Page:Sand - La comtesse de Rudolstadt, 2e série.djvu/185

La bibliothèque libre.
Le texte de cette page a été corrigé et est conforme au fac-similé.
181

— Ce n’est qu’un camarade, répondit Consuelo, et entre camarades, nous autres, nous ne sommes pas toujours amis.

— Mais n’auriez-vous pas quelque plaisir à lui parler ? Si nous entrions dans ce palais, et si l’on vous priait de chanter avec lui ?

— Si c’est une épreuve, dit avec un peu de malice Consuelo qui commençait à remarquer l’insistance de Marcus, comme je dois vous obéir en tout, je m’y prêterai volontiers. Mais si c’est pour mon plaisir que vous me faites cette offre, j’aime autant m’en dispenser.

— Dois-je arrêter ici, mon frère ? demanda Karl en faisant un signe militaire avec la rame.

— Passe, frère, et pousse au large ! » répondit Marcus.

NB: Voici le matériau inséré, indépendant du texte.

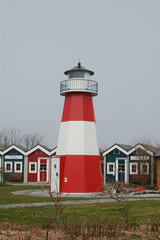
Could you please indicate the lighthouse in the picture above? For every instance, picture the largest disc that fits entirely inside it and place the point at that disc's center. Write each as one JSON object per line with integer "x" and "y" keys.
{"x": 76, "y": 167}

Karl obéit, et au bout de peu d’instants, la barque, ayant traversé le bassin, s’enfonça sous des berceaux épais. L’obscurité devint profonde. Le petit fanal suspendu à la gondole jetait seul des lueurs bleuâtres sur le feuillage environnant. De temps en temps, à travers des échappées de sombre verdure, on voyait encore scintiller faiblement au loin les lumières du palais. Les sons de l’orchestre s’évanouissaient lentement. La barque, en rasant la rive, effeuillait les rameaux en fleurs, et le manteau noir de Consuelo était semé de leurs pétales embaumés. Elle commençait à rentrer en elle-même, et à combattre cette indéfinissable volupté de l’amour et de la nuit. Elle avait retiré sa main de celle de Liverani, et son cœur se brisait à mesure que le voile d’ivresse tombait devant des lueurs de raison et de volonté.

« Écoutez, madame ! dit Marcus. N’entendez-vous pas d’ici les applaudissements de l’auditoire ? Oui, vraiment ! ce sont des battements de mains et des acclamations.